Your brand has decided that a voice AI strategy is a vital part of your company roadmap. Should you build, buy, or partner to bring that voice experience to life? If you’re like many other companies across industries, your leadership is grappling with deciding how you’ll implement a voice assistant for your product, service, or mobile app. In truth, it’s a complex choice and there are many key decisions to be made at every stage of development.
To begin with, companies wrestle with these three choices: “Do we build the voice AI technology ourselves?”—spending potentially years developing the voice user interface, “Do we buy a custom solution from a voice AI platform provider that’s scalable and allows us to own our brand, customer relationships, and valuable data?”, or “Do we choose to partner with a known third-party’s existing voice assistant?”
It’s true that if you choose to partner with a known voice assistant (such as Alexa or Google), the up-front investment and faster implementation time will be short-term benefits. However, be aware that there are some significant losses and branding consequences that will likely turn those short-term benefits into long-term costs.
While finding a partner with customizable voice AI technology can be a significant investment now, it’s essential to consider all the long-term effects that other choices will have on your brand, ROI, customer experience, Net Promoter Scores (NPS), and market viability.
Here are a few long-term costs of partnering with a third-party provider (such as Amazon or Google) for a voice AI platform:
- Lack of access to customer and market data
- Creating future competitors
- Missing out on brand ownership
- Loss of control over customer privacy
Access to customer and market data
When you partner with an existing voice assistant provider, you’ll have little to no access to important customer and market data. While it may seem a trivial price to pay, the data behind your voice assistant could very well be your ticket to continued competitiveness in the market.

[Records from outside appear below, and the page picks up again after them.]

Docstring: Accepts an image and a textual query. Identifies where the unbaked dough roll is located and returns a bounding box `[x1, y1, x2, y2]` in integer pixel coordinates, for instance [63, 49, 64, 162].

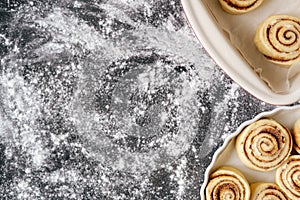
[206, 166, 250, 200]
[293, 118, 300, 154]
[254, 14, 300, 67]
[250, 182, 289, 200]
[236, 118, 293, 171]
[276, 155, 300, 200]
[218, 0, 264, 15]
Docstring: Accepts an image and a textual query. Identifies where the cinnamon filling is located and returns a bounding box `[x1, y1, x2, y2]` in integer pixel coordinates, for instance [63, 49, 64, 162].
[225, 0, 258, 10]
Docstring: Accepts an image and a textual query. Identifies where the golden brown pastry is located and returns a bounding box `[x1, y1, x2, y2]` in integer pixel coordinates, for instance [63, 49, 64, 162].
[293, 118, 300, 154]
[236, 118, 293, 171]
[254, 14, 300, 67]
[250, 182, 289, 200]
[276, 155, 300, 199]
[206, 166, 250, 200]
[218, 0, 264, 15]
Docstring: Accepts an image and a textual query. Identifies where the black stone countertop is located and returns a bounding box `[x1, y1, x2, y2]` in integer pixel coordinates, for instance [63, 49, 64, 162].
[0, 0, 280, 199]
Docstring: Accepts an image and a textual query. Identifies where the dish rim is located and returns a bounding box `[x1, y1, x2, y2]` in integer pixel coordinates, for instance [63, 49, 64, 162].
[181, 0, 300, 106]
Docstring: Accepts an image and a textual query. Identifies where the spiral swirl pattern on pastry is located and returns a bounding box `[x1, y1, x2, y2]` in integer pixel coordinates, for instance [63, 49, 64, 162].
[276, 155, 300, 200]
[250, 182, 289, 200]
[254, 14, 300, 66]
[206, 166, 250, 200]
[293, 118, 300, 154]
[218, 0, 264, 14]
[236, 118, 293, 171]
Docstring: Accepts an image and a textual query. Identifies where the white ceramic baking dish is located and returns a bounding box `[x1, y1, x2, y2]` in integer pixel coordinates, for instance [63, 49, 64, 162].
[181, 0, 300, 105]
[199, 105, 300, 199]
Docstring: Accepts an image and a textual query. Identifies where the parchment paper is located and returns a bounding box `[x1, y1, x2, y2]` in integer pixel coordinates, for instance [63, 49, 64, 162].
[202, 0, 300, 93]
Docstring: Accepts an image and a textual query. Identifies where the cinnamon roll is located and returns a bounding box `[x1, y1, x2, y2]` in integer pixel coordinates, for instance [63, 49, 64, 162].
[254, 14, 300, 67]
[250, 182, 289, 200]
[293, 118, 300, 154]
[218, 0, 264, 15]
[236, 118, 293, 171]
[206, 166, 250, 200]
[276, 155, 300, 200]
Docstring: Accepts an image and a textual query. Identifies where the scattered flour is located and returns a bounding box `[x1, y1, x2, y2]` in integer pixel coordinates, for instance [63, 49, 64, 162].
[0, 0, 274, 199]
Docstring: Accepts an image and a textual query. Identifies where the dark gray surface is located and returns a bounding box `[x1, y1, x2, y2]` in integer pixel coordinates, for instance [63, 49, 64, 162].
[0, 0, 277, 199]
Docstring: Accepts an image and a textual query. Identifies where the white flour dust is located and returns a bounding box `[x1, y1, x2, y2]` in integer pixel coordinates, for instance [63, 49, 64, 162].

It’s essential to understand how your customers are using your voice assistant and to know what questions they are asking and what functions they are trying to perform. Data that is collected and anonymized can be used to inform not only the iterations necessary to improve your user experience but also your short-term and long-term product and services roadmaps.

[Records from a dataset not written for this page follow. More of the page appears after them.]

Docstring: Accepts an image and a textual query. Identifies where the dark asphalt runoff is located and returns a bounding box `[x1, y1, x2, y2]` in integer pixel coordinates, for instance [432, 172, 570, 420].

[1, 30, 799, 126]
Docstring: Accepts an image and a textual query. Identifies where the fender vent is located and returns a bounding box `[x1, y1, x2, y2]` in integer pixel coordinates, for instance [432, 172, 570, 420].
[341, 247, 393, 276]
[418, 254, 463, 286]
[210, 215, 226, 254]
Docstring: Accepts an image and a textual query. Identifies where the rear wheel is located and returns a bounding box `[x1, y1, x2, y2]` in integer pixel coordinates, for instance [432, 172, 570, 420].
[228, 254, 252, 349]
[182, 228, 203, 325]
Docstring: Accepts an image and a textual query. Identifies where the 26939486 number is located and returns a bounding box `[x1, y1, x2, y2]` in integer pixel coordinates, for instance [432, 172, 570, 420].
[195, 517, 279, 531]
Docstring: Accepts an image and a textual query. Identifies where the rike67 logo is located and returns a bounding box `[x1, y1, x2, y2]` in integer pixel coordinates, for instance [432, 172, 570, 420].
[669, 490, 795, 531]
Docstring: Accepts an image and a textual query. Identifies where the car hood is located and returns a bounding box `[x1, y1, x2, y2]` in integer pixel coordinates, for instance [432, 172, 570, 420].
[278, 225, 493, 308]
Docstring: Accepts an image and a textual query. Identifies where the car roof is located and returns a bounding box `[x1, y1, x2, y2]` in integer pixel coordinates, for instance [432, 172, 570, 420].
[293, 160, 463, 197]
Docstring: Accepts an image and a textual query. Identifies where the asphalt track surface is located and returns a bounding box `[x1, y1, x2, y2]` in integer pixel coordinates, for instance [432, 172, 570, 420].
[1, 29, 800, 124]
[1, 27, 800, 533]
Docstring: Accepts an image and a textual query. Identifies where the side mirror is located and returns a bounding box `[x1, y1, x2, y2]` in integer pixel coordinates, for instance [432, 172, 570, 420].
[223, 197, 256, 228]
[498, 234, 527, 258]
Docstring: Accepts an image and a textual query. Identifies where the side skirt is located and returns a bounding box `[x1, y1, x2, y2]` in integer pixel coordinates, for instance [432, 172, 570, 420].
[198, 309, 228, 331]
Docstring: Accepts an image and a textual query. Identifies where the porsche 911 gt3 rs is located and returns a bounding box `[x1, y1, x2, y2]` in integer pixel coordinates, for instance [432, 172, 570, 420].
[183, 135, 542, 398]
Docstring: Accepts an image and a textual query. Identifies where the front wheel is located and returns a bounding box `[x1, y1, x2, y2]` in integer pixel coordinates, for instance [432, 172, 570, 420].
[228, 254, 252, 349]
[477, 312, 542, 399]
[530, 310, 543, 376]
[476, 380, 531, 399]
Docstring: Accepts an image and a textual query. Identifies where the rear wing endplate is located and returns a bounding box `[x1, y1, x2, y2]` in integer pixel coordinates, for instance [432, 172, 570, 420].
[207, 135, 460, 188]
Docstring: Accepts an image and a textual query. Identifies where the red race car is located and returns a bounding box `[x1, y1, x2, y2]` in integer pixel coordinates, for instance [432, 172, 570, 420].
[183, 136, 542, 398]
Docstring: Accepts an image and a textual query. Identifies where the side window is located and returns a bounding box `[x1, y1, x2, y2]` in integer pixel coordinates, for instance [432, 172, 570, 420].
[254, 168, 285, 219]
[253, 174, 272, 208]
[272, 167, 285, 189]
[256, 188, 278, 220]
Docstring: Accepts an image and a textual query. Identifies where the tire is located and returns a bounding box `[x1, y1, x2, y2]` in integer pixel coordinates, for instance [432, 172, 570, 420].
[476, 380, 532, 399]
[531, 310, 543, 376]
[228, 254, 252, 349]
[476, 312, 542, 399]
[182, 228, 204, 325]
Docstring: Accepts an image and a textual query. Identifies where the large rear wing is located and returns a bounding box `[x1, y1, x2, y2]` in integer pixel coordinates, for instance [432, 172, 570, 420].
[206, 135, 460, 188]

When you don’t own your voice assistant, you don’t own your data, either. Without insight into your customer behavior, not only will you miss opportunities to improve customer satisfaction, but you might also be arming a potential competitor with market data that will help them build a product with a better voice experience and all the additional product functionality your customers have been asking for—but that you’re unaware of.
Giving away the voice technology for free, or at a very low price, is an investment for companies with existing voice assistants. While it may seem like a less expensive solution to the brands adopting the voice assistants, in the beginning, the loss of potentially expensive market research and customer relationships will likely prove more costly for companies in the long term.